Le premier film de John Huston était l’adaptation (par son auteur même, Dashiell Hammett) d’un roman noir. C’était Le Faucon Maltais, en 1941. En ce temps-là, à Hollywood et partout, le cinéma est essentiellement tourné en studios, et beaucoup dans des intérieurs reconstitués. Et c’est le cas du Faucon Maltais, où l’on passe d’un bureau à une chambre d’hôtel en permanence.
Le dernier film de John Huston, ce sont les Gens de Dublin, ou, plus précisément, The Dead – Les Morts. Gens de Dublin – Dubliners, en effet, est le titre du recueil de nouvelles de James Joyce, et The Dead le titre de la dernière nouvelle de ce recueil, que Huston adapte.
C’est également un film d’intérieurs.
C’est un réveillon, qui se déroule chez les « demoiselles » Morkan. Nous sommes dans une forme de -moyenne- bourgeoisie lettrée, en l’occurrence éprise de musique. Quoi qu’il en soit, dans un milieu d’apparences, de bonnes manières, de non-dits. Et ce soir de réveillon, entre les discours, les moments musicaux et les discussions en aparté, une comédie humaine douce amère se déploie sous nos yeux, avec brio et sans mépris de la part de Huston. Il semble même chercher à les accompagner dans leurs rêves de grandeur.

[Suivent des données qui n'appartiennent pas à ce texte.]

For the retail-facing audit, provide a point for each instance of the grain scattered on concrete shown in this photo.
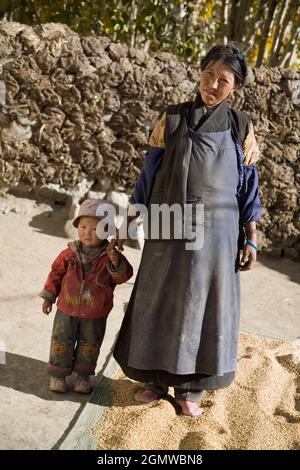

Mais tout échoue : les discussions s’étiolent, les moments musicaux sont un peu ternes, les discours un peu fades.
Il y a quelque chose de poussiéreux et d’empesé dans l’air, sur les épaules des convives et des hôtesses, une vie, une joie qui ne parviennent pas à jaillir, en dépit de tous les efforts et des apparences (après tout, n’est-ce pas une fête à laquelle nous assistons ?)
C’est que la vie, l’amour, sont ailleurs, et c’est la bouleversante fin du film, dans sa simplicité, dans sa beauté.